Peter King Doesn’t Even Bother To Ask An NFL GM To Go On The Record With His Disdain of a Gay Player

02.10.14 4 years ago 134 Comments


When last we left Guinness explainer, Peter King, he was attributing the Seahawks’ Super Bowl dominance to their choice of hotel and practice music. He also went on to tell Irish people that they’re been drinking beer wrong for centuries. Nice of him to straighten them out. But what about this week? Well there’s a big gay nugget to discuss and Peter King is going to let you do it so long as you don’t go on the record with it. He won’t even ask! READ ON.

The news spread quickly across the NFL Sunday night.

“Pitchers and catchers are reporting soon!”

Then again, the New York Times report about mid-round draft prospect Michael Sam, the Missouri defensive end, coming out as gay two weeks before the scouting combine and 12 weeks before the draft wasn’t a surprise to every team in the league.

They were just going to secretly penalize him for being gay!

Also, name names, you waste of a press credential.

I spoke to four club officials Sunday—three general managers, one scout—and the reaction to a third-round prospect being gay ran the gamut. I spoke to all anonymously

Of course you did.

because with such a touchy subject, I assumed all would either no-comment me (and one other GM did) or say something so sanitized it wouldn’t really be the truth.

And the truth is important so long as it doesn’t damage the relationships Peter King has with front office brass and none of those executives are accountable for their shitty and intolerant views.

I don’t like to do anonymous sources to write an entire story


but I felt in this case it would give the best information possible.

You’re providing us with anonymous comments from roughly 10 percent of the GMs in the league. Because we can’t attach quotes to a name, you actually create more misinformation because, to us, those views would conceivably come from any team. It’s not actually representative of front office personnel league-wide just the type that would bother to talk to PK.

“Should I really care?” one GM said. “Is it going to be that big a deal? Aren’t we beyond this?”

This has to be Thomas Dimitroff. Not only is he simpatico with Petey, but he strikes me as the type of asshole who’d be like, “Why the commotion? I’VE been cool with the gays for years. I can’t believe society isn’t as open-minded as me.”

“It’s not a shocking thing to me, and it won’t be to our organization,” another GM said.

Because you’ll have known he was he gay before you acquired him?

“It’ll totally depend on your leadership,” the scout said. “A team with strong leadership at coach and in the locker room, like New England, I would imagine, would be okay. I could see Belichick say, ‘This is the way it is. There’s no story.’ And guys would just accept him. There’d be no choice. But without that strong leadership, I could see it being divisive, and I could see a team saying, ‘We don’t need this.’ “

Clearly it’s society’s fault for not making Bill Belichick president decades ago. He’d just grimace at intolerance and homophobia and the world would fall in line. Then he’d gas everyone with a disease that kept them from being 100 percent productive.
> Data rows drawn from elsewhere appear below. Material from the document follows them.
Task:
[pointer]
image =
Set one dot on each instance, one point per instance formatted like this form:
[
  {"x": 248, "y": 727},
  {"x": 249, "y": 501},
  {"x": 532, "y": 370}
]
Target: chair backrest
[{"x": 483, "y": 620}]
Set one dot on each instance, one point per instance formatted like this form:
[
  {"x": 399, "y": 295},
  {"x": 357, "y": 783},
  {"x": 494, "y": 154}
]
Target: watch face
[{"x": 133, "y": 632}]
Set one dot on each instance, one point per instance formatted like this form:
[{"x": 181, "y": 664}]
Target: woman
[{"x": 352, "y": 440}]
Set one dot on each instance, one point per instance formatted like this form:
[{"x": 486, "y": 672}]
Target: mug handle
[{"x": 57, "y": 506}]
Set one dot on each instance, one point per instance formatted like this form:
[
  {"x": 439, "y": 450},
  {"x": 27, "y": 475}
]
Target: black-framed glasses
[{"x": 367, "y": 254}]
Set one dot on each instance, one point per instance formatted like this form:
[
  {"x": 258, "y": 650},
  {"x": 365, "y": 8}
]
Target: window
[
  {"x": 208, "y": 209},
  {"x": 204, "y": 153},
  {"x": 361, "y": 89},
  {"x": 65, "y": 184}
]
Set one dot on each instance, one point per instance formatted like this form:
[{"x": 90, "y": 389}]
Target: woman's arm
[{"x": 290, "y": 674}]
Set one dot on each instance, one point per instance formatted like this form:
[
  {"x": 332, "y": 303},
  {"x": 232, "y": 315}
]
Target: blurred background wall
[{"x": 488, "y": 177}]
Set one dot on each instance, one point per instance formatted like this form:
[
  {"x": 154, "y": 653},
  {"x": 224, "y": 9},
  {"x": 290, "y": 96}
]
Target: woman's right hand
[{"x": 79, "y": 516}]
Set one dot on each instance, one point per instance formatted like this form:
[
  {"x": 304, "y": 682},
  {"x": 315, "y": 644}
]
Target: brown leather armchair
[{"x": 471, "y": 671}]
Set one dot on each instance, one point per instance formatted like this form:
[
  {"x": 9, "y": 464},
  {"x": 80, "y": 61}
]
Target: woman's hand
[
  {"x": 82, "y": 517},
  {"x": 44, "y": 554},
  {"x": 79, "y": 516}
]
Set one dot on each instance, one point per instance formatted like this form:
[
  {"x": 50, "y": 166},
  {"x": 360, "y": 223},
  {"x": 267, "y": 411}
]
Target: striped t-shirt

Two team reps didn’t know the story when we spoke, with me not naming names and simply asking what would happen if, as I expected, a gay player would be coming out before the combine

Then how is this useful information? Speaking of an openly gay player as an abstraction isn’t helpful when there’s now an openly gay player. People want to know if and how specifically the mindset of NFL brass affects Michael Sam.

“We talked about it this week,” the GM said. “First of all, we don’t think he’s a very good player. The reality is he’s an overrated football player in our estimation. Second: He’s going to have expectations about where he should be drafted, and I think he’ll be disappointed. He’s not going to get drafted where he thinks he should.
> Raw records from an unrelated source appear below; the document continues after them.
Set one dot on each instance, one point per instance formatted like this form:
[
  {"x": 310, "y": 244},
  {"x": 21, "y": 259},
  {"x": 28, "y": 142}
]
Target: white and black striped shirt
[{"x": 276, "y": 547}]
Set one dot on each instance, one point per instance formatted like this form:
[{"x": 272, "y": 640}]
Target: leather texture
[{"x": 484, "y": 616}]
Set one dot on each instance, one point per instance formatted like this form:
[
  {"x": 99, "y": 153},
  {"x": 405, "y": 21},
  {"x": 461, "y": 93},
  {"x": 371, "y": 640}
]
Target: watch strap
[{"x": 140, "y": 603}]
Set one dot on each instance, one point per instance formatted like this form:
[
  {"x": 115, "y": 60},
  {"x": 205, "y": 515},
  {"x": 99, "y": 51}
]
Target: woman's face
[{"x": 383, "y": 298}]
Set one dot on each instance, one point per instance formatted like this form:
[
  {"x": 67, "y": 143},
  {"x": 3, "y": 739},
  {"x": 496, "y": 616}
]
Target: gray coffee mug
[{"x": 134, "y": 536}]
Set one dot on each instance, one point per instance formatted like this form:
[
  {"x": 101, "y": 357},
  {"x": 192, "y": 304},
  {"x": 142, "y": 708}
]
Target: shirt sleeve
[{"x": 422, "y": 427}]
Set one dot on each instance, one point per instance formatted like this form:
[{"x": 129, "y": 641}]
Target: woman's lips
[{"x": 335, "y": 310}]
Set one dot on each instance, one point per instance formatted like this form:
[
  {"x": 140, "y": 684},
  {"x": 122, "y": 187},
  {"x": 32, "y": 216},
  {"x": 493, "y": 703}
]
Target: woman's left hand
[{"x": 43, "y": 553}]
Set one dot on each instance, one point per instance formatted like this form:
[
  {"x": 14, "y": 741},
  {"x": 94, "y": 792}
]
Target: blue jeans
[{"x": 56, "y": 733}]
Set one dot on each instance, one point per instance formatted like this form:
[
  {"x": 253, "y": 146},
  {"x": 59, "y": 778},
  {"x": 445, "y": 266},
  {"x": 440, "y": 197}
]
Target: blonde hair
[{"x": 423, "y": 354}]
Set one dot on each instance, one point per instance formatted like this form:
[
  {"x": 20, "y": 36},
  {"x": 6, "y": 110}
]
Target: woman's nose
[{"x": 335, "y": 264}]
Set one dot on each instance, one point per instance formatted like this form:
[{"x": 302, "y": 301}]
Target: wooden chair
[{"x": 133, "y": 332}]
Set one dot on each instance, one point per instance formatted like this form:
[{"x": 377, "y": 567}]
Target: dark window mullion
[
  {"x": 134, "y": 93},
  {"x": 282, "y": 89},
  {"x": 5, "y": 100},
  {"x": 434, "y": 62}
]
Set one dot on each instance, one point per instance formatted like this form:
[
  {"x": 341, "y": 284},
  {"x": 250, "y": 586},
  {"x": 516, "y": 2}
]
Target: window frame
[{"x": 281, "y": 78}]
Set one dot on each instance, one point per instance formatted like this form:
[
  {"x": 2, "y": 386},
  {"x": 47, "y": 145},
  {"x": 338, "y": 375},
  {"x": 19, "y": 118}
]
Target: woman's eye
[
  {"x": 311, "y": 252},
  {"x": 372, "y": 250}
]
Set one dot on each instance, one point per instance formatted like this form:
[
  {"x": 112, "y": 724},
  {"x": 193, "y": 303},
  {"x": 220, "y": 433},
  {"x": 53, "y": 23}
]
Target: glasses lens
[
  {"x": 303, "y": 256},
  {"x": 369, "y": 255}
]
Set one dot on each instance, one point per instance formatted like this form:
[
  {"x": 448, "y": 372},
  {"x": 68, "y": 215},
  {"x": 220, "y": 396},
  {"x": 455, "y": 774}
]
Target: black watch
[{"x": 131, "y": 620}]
Isn’t this true of almost every player?

The question you will ask yourself, knowing your team, is, ‘How will drafting him affect your locker room?’ And I am sorry to say where we are at this point in time, I think it’s going to affect most locker rooms. A lot of guys will be uncomfortable. Ten years from now, fine. But today, I think being openly gay is a factor in the locker room.”

“10 years from now when some smarter GM has been proven to have success not considering sexual orientation as a liability, fine. But for now, I’m content to suck with pettiness and hatred.”
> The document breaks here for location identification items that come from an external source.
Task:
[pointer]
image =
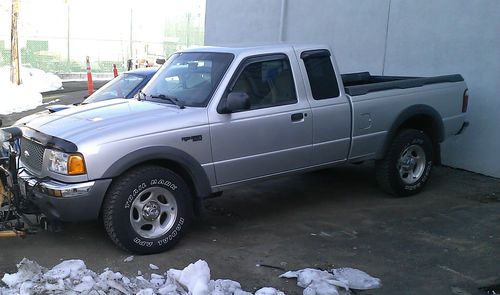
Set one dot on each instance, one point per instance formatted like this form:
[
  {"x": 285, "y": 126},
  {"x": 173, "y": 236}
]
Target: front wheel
[
  {"x": 407, "y": 165},
  {"x": 147, "y": 210}
]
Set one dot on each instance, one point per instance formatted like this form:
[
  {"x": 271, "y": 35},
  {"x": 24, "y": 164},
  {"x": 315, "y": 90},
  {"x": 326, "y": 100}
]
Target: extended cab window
[
  {"x": 268, "y": 82},
  {"x": 321, "y": 74}
]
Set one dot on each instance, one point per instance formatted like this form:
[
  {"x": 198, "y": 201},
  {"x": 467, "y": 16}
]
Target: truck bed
[{"x": 362, "y": 83}]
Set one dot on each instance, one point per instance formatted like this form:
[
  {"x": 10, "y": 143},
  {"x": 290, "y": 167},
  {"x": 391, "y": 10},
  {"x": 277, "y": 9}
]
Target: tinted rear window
[{"x": 321, "y": 76}]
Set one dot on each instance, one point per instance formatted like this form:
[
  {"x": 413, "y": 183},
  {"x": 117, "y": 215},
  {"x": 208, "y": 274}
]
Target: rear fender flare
[{"x": 407, "y": 114}]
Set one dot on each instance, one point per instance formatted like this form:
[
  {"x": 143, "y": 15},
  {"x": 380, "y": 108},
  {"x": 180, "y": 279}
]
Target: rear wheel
[
  {"x": 407, "y": 165},
  {"x": 147, "y": 210}
]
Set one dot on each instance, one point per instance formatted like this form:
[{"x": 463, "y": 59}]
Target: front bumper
[{"x": 68, "y": 202}]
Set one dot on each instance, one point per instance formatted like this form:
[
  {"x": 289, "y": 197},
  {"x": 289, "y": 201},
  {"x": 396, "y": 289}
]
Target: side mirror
[{"x": 235, "y": 101}]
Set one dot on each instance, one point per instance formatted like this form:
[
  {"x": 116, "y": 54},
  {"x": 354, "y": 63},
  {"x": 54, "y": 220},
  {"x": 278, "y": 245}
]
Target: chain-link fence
[{"x": 56, "y": 36}]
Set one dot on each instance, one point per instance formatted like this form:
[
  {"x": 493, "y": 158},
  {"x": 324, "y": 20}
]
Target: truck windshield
[
  {"x": 189, "y": 77},
  {"x": 120, "y": 86}
]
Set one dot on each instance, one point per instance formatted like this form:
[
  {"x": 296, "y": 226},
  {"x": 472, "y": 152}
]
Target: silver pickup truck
[{"x": 213, "y": 118}]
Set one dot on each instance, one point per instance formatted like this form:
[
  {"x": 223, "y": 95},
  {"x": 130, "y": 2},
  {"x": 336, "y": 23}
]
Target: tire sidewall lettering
[{"x": 176, "y": 228}]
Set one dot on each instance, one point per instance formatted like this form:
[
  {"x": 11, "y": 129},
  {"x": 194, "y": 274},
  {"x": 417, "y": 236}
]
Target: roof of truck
[{"x": 253, "y": 47}]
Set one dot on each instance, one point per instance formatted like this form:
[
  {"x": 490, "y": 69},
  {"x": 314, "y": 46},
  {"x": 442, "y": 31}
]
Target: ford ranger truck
[{"x": 214, "y": 118}]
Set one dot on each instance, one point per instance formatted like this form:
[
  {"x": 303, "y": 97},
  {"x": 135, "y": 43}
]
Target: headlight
[{"x": 68, "y": 164}]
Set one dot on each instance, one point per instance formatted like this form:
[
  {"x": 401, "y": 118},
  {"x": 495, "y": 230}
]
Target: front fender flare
[{"x": 158, "y": 153}]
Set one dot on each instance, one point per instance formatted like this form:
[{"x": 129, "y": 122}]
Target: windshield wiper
[{"x": 170, "y": 98}]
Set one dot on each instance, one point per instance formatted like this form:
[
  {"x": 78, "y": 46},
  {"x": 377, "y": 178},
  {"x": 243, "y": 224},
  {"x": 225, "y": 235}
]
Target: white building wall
[{"x": 391, "y": 37}]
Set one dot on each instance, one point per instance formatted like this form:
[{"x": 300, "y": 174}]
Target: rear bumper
[{"x": 68, "y": 202}]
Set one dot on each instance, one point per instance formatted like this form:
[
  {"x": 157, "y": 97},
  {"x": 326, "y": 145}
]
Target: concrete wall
[{"x": 391, "y": 37}]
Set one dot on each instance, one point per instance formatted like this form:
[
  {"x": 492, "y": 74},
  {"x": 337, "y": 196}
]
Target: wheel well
[
  {"x": 424, "y": 123},
  {"x": 182, "y": 172},
  {"x": 429, "y": 126}
]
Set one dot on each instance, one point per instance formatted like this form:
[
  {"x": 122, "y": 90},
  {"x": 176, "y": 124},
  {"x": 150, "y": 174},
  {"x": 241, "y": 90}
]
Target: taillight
[{"x": 465, "y": 101}]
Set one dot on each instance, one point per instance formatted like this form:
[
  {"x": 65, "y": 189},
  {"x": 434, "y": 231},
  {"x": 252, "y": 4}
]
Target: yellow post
[{"x": 14, "y": 46}]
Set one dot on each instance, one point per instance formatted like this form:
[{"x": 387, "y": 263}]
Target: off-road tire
[
  {"x": 388, "y": 169},
  {"x": 121, "y": 203}
]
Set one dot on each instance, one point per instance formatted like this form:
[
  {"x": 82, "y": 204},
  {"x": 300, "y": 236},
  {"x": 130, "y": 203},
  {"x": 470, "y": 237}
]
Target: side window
[
  {"x": 268, "y": 83},
  {"x": 321, "y": 74}
]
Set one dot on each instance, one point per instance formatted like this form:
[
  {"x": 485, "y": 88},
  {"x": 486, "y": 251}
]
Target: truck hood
[{"x": 115, "y": 119}]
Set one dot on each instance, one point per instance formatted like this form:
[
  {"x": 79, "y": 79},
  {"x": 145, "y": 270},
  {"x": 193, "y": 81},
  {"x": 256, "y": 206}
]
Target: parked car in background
[{"x": 126, "y": 85}]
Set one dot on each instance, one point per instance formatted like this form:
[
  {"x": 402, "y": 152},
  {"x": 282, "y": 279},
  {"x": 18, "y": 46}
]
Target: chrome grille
[{"x": 32, "y": 154}]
I asked this general manager: “Do you think he’ll be drafted?”

“No,” he said.


The first GM—the one who seemed not to care about the announcement—asks the questions that much of society would ask. Should this matter as much as it will matter over the next few days? But Jonathan Vilma, the veteran Saints linebacker and team leader, told NFL Network last week he thought a gay player “would not be accepted as much as we think he would be accepted.”

“Unfortunately,” the scout said, agreeing with Vilma, “this is a lot more okay in society than it is in lots of locker rooms. Some locker rooms are still stuck in the ’50s.”

Like the Super Bowl teams Charles Haley played for, when he used to whip out his dick in front of teammates and beat himself off? But that was okay because Haley is technically straight?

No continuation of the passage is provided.